Eren, obruk oluşumunun can kaybına yol açma ihtimalinin de olabileceğini hatırlatarak şöyle devam etti:
“Şimdiye kadar yeni obruklar genellikle tarımsal alanlarda ve yerleşimin yoğun olmadığı alanlarda oluşmuştur. Şans eseri bugüne kadar can kaybı yaşanmamıştır. Bireysel obruk oluşumları yersel olduğu için deprem gibi geniş alanları etkileyecek bir can ve mal kaybına yol açmaz. Ancak sınırlı da olsa gelecekte can kayıplarına yol açabilir.”
ACİL EYLEM PLANI
Eren çözüm önerilerini ise şu şekilde sıraladı:
*Obruk oluşumlarının gözlendiği alanlarda ciddi jeolojik ve jeofizik araştırmalar yapılmalı, risk haritaları hazırlanmalı ve gerekli önlemler alınmalı.
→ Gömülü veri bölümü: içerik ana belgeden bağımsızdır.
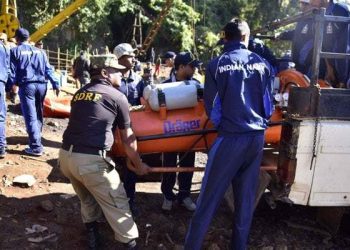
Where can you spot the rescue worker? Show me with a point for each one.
(39, 44)
(81, 67)
(238, 99)
(4, 73)
(169, 60)
(96, 108)
(185, 65)
(30, 69)
(131, 86)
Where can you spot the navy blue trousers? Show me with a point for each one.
(184, 179)
(2, 118)
(32, 98)
(232, 160)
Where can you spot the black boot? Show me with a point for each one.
(131, 245)
(93, 235)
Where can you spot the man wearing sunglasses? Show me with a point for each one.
(185, 65)
(96, 109)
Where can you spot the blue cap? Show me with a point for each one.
(169, 54)
(22, 34)
(186, 58)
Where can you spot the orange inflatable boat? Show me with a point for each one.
(185, 126)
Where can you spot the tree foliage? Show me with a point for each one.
(190, 25)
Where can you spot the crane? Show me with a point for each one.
(57, 20)
(9, 22)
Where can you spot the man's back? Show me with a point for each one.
(242, 81)
(4, 63)
(28, 63)
(94, 110)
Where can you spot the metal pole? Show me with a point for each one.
(319, 27)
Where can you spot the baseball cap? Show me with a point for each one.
(105, 61)
(124, 49)
(39, 42)
(169, 54)
(22, 34)
(233, 28)
(186, 58)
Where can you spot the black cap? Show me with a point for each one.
(186, 58)
(169, 54)
(22, 34)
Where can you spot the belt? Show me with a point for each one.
(83, 150)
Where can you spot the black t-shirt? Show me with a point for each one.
(96, 109)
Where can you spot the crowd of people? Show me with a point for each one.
(238, 100)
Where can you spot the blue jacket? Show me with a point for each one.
(30, 64)
(238, 91)
(4, 63)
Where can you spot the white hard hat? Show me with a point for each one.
(124, 49)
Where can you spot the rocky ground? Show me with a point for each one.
(46, 215)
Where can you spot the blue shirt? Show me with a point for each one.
(132, 87)
(4, 63)
(238, 91)
(30, 64)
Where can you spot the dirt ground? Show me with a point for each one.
(51, 203)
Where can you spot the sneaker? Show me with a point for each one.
(188, 204)
(30, 151)
(167, 204)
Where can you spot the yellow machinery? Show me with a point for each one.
(9, 22)
(8, 18)
(57, 20)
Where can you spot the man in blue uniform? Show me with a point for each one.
(184, 65)
(238, 99)
(30, 69)
(96, 109)
(4, 72)
(169, 60)
(132, 86)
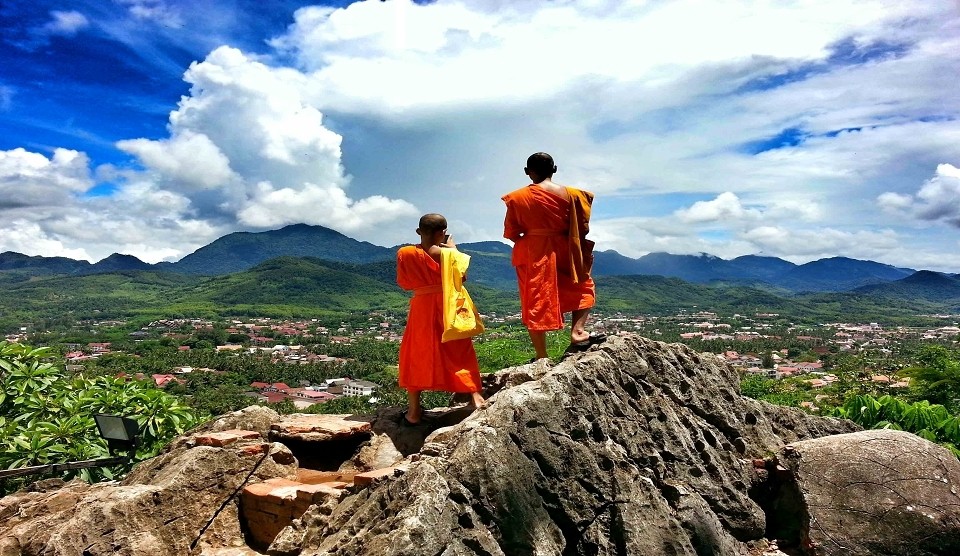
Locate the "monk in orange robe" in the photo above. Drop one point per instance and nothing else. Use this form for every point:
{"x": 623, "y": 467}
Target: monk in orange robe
{"x": 548, "y": 224}
{"x": 426, "y": 363}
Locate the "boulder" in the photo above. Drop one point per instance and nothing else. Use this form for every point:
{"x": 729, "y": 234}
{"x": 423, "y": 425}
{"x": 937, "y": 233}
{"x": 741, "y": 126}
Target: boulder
{"x": 876, "y": 492}
{"x": 635, "y": 447}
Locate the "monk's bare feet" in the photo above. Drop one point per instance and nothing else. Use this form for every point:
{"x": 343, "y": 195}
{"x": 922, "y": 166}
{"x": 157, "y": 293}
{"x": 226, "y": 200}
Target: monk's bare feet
{"x": 412, "y": 417}
{"x": 477, "y": 401}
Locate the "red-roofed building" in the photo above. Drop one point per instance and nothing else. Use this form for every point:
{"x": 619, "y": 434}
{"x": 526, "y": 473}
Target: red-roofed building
{"x": 274, "y": 397}
{"x": 163, "y": 380}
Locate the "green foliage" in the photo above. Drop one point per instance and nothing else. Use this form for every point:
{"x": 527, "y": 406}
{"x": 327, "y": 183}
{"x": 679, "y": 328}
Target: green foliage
{"x": 757, "y": 387}
{"x": 936, "y": 377}
{"x": 46, "y": 415}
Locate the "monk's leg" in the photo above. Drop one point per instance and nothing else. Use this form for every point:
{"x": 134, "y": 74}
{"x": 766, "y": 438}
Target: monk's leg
{"x": 413, "y": 406}
{"x": 539, "y": 340}
{"x": 578, "y": 332}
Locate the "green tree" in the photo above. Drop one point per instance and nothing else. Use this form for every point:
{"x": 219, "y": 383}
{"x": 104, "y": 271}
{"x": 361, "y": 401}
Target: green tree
{"x": 46, "y": 414}
{"x": 937, "y": 376}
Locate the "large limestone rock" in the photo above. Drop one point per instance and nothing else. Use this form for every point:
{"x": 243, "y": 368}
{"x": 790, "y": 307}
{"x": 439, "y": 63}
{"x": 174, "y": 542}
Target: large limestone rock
{"x": 637, "y": 447}
{"x": 877, "y": 492}
{"x": 634, "y": 447}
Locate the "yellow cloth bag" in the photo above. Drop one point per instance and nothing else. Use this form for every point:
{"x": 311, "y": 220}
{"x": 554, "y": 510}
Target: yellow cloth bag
{"x": 460, "y": 316}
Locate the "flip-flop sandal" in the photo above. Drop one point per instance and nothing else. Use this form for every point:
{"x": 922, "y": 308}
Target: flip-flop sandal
{"x": 404, "y": 422}
{"x": 584, "y": 345}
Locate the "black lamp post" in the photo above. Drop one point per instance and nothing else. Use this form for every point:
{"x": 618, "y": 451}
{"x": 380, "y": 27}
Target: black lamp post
{"x": 120, "y": 434}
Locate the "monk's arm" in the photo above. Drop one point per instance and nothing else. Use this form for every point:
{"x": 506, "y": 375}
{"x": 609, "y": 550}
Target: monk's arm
{"x": 512, "y": 229}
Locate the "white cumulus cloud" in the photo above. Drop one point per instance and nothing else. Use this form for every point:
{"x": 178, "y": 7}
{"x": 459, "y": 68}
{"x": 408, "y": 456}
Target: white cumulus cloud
{"x": 938, "y": 200}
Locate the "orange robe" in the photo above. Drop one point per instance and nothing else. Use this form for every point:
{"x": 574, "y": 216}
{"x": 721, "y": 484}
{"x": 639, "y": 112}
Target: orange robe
{"x": 425, "y": 362}
{"x": 550, "y": 253}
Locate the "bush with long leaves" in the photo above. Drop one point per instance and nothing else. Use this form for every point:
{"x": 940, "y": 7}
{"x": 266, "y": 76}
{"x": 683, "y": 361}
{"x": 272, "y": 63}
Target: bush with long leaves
{"x": 930, "y": 421}
{"x": 46, "y": 414}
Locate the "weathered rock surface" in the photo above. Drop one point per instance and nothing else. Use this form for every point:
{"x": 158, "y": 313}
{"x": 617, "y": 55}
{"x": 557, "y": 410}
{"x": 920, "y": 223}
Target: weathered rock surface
{"x": 634, "y": 447}
{"x": 877, "y": 492}
{"x": 637, "y": 447}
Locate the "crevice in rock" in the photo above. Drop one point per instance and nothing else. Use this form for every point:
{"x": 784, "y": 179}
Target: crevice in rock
{"x": 777, "y": 493}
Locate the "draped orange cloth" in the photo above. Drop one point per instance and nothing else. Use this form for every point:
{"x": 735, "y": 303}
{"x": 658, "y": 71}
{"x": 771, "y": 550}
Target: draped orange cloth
{"x": 425, "y": 362}
{"x": 551, "y": 254}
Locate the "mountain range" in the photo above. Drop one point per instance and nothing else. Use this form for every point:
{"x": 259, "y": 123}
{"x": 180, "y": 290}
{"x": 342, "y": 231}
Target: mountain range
{"x": 241, "y": 251}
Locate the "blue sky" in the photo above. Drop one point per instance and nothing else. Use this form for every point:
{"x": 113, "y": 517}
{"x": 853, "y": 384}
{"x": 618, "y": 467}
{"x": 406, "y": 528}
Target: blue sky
{"x": 797, "y": 130}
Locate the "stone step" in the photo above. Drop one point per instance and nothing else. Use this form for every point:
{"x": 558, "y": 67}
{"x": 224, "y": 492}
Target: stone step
{"x": 268, "y": 507}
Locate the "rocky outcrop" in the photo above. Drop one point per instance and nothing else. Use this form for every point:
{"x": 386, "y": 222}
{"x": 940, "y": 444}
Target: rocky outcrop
{"x": 634, "y": 447}
{"x": 637, "y": 447}
{"x": 870, "y": 493}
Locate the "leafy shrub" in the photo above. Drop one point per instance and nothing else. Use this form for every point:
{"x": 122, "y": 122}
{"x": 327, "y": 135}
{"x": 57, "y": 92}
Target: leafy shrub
{"x": 930, "y": 421}
{"x": 46, "y": 414}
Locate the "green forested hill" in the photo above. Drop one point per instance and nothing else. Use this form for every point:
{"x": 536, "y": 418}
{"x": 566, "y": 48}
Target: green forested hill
{"x": 299, "y": 282}
{"x": 292, "y": 286}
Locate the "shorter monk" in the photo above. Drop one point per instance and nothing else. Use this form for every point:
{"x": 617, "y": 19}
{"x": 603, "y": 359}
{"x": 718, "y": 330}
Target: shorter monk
{"x": 548, "y": 224}
{"x": 426, "y": 363}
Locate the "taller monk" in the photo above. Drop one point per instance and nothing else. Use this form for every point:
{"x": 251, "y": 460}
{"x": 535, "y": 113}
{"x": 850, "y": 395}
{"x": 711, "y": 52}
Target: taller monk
{"x": 548, "y": 224}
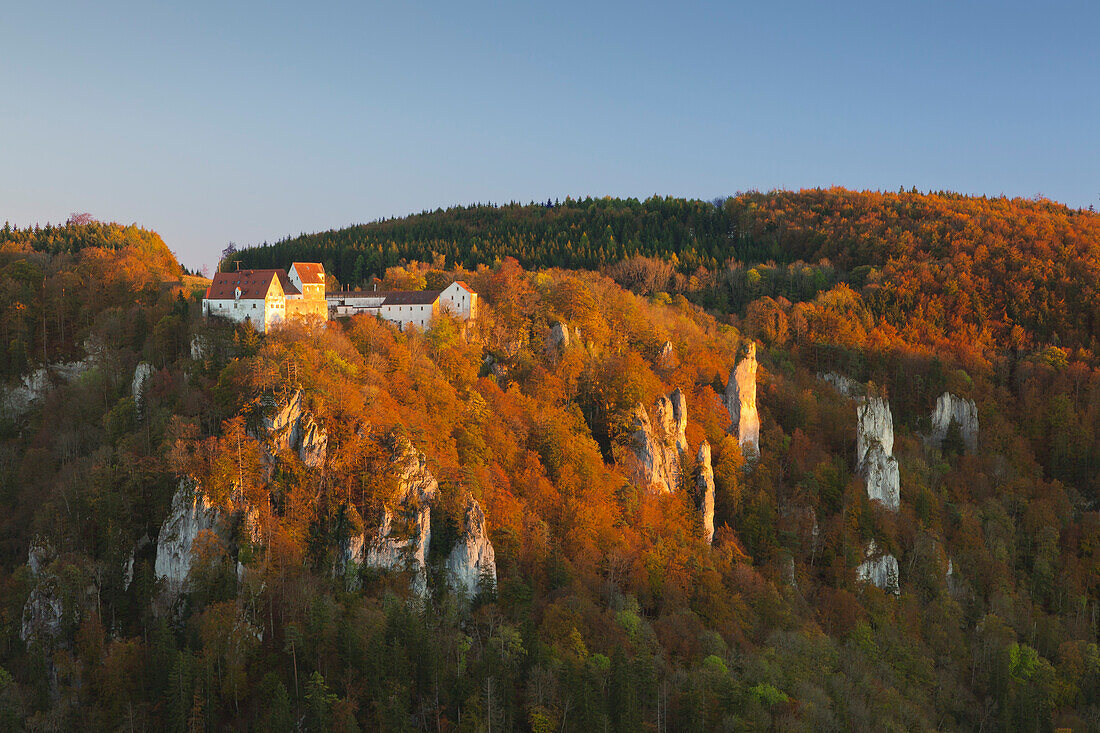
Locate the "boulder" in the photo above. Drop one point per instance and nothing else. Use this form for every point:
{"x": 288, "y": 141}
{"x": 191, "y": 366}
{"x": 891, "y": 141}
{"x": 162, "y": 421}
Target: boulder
{"x": 705, "y": 490}
{"x": 740, "y": 404}
{"x": 659, "y": 444}
{"x": 965, "y": 414}
{"x": 473, "y": 557}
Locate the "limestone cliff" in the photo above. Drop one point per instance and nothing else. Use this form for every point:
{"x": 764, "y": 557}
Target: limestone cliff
{"x": 740, "y": 403}
{"x": 846, "y": 386}
{"x": 659, "y": 444}
{"x": 142, "y": 374}
{"x": 44, "y": 608}
{"x": 873, "y": 451}
{"x": 191, "y": 513}
{"x": 473, "y": 557}
{"x": 705, "y": 490}
{"x": 17, "y": 401}
{"x": 293, "y": 428}
{"x": 965, "y": 414}
{"x": 558, "y": 339}
{"x": 879, "y": 569}
{"x": 403, "y": 538}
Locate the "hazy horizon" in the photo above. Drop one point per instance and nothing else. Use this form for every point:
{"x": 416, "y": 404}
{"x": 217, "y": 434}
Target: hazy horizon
{"x": 250, "y": 123}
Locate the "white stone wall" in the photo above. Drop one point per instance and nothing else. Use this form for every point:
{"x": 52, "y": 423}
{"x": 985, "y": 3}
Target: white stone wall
{"x": 460, "y": 301}
{"x": 238, "y": 310}
{"x": 409, "y": 315}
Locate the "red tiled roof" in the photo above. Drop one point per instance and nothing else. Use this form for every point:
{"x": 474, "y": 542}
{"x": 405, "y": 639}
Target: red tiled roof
{"x": 309, "y": 273}
{"x": 254, "y": 284}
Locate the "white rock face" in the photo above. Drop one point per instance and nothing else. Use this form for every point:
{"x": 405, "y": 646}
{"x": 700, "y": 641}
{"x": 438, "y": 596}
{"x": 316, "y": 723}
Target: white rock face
{"x": 191, "y": 513}
{"x": 705, "y": 488}
{"x": 659, "y": 444}
{"x": 293, "y": 428}
{"x": 873, "y": 451}
{"x": 879, "y": 569}
{"x": 740, "y": 403}
{"x": 964, "y": 412}
{"x": 403, "y": 539}
{"x": 558, "y": 339}
{"x": 19, "y": 400}
{"x": 846, "y": 386}
{"x": 142, "y": 374}
{"x": 472, "y": 557}
{"x": 199, "y": 348}
{"x": 43, "y": 611}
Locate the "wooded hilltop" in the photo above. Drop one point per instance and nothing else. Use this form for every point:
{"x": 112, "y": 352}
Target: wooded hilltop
{"x": 607, "y": 608}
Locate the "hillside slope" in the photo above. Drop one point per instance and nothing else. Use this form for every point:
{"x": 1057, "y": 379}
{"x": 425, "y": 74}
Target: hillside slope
{"x": 262, "y": 531}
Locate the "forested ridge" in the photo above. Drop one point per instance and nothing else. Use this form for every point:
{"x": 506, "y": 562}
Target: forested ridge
{"x": 609, "y": 611}
{"x": 957, "y": 263}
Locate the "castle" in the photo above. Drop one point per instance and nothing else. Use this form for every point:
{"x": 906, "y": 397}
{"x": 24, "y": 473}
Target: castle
{"x": 407, "y": 307}
{"x": 264, "y": 297}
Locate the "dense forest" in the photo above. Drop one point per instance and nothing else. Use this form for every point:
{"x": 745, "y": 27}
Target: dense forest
{"x": 609, "y": 610}
{"x": 966, "y": 265}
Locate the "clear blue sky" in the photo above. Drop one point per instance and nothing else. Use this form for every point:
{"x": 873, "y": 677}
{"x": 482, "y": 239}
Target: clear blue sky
{"x": 248, "y": 121}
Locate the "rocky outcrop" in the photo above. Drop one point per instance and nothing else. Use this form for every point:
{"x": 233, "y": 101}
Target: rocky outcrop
{"x": 142, "y": 374}
{"x": 740, "y": 403}
{"x": 19, "y": 400}
{"x": 558, "y": 339}
{"x": 293, "y": 428}
{"x": 658, "y": 445}
{"x": 44, "y": 609}
{"x": 879, "y": 569}
{"x": 200, "y": 348}
{"x": 965, "y": 414}
{"x": 705, "y": 489}
{"x": 846, "y": 386}
{"x": 472, "y": 558}
{"x": 873, "y": 451}
{"x": 191, "y": 513}
{"x": 404, "y": 536}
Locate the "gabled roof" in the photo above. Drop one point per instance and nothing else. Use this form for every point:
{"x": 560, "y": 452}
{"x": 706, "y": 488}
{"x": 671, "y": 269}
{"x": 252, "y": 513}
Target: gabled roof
{"x": 411, "y": 297}
{"x": 309, "y": 273}
{"x": 254, "y": 284}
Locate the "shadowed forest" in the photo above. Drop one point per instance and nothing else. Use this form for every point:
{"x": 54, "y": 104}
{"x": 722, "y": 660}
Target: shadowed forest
{"x": 608, "y": 611}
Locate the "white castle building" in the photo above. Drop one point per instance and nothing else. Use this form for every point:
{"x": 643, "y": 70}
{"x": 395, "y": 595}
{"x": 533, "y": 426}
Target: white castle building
{"x": 267, "y": 296}
{"x": 264, "y": 297}
{"x": 407, "y": 307}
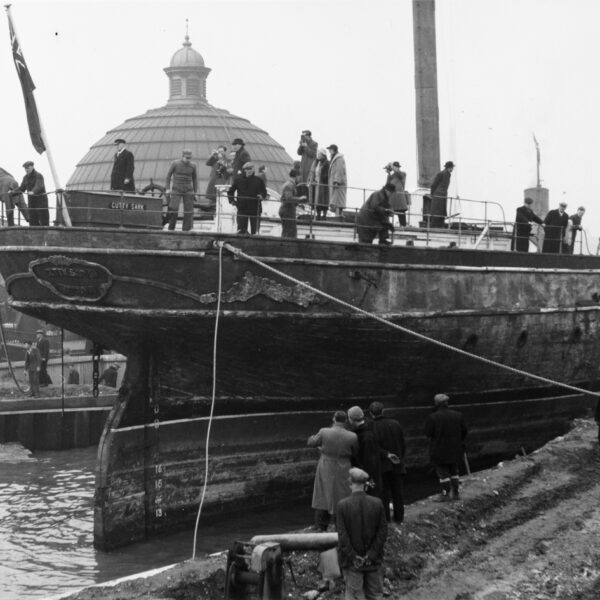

*Obruk oluşumlarının gözlendiği yerleşim alanlarındaki okul, hastane vb. yapıların dip kesimlerinde tehlike oluşturacak karstik boşlukların olup olmadığı uygun yöntemlerle tespit edilmeli, gerekli etütleri yapılmayan karayolu, demiryolu vb. çizgisel yapılar ile önemli sanayi ve üretim tesisleri ayrıntılı jeolojik ve jeofizik çalışmaları ile hızlıca gözden geçirilmeli.
*Orta ve Batı Anadolu havzalarında yaygın olarak gelişmeye başlayan yüzey faylanma ve yarıklarının oluşumunu yavaşlatmak ve engellemek için yeraltı suyu seviyesinin düşmesini engelleyecek tedbirler alınmalı.
“EN ÖNEMLİ TEDBİR SU TASARRUFU”
*Tarımsal alanda kullanılan suyun her damlasının tasarruflu olarak kullanılması, yağışların en etkili şekilde depolanması, yöreye ve su potansiyeline uygun tarımsal bitkilerin yetiştirilmesi gerekiyor.
*Tarımsal faaliyetlerin yaygın olduğu havzalara ek su kaynakları sağlanarak yer altı suyu seviyesini düşmesi engellenmeli.
*Bu şekilde devam edersek büyük bir olasılıkla Orta ve Batı Anadolu’daki göllerin tamamı gözlerimizin önünde kuruyacak ve yok olacak. Bu bölgelerde suyun her damlasının tasarruflu kullanımı sağlanmalı.
*Acilen DSİ öncülüğünde alanında uzman kişilerden bölgesel ve ülke çapında kurullar oluşturulmalı ve acilen eyleme geçilmeli.
ALTIN ÖNERİLER…
*Mevcut durum devam ettiği takdirde 10-20 sene sonra Konya ve Orta Anadolu bölgesinde birçok göl ve sulak alan yok olacak.
*Küresel ısınma ve iklim değişikliği göz ardı edildiğinde bile artan tarımsal ve endüstriyel su kullanımı yer altı ve yerüstü su kaynaklarının tükenmesine yol açacaktır. Geri dönülmez bir noktaya gelmemek için mutlaka bölgeye ek su sağlanmalıdır.
“DENİZ SUYUNU TARIM İÇİN KULLANABİLİRİZ”
*Bunun yollarından biri de deniz suyunun arıtılmasıdır. Günümüzde Suudi Arabistan, İsrail, ABD gibi ülkeler bu konuda oldukça yol almışlardır. Ülkemizde de Balıkesir Avşa adasında böyle bir tesis bulunmakta ve deniz suyu arıtılarak kullanılmaktadır. Denize kıyısı bulunan, yoğun tarımsal faaliyetin ve su stresinin olduğu İzmir gibi diğer illerde de benzer tesisler kurulmalı ve ülkemiz bu alanda da teknoloji ve bilimsel açıdan mesafe alınmalıdır.
“AĞAÇLANDIRMA YAPILMALI”
*Her türlü afete önlem olarak ülke çapında ağaçlandırma çalışmaları hızlandırılmalıdır.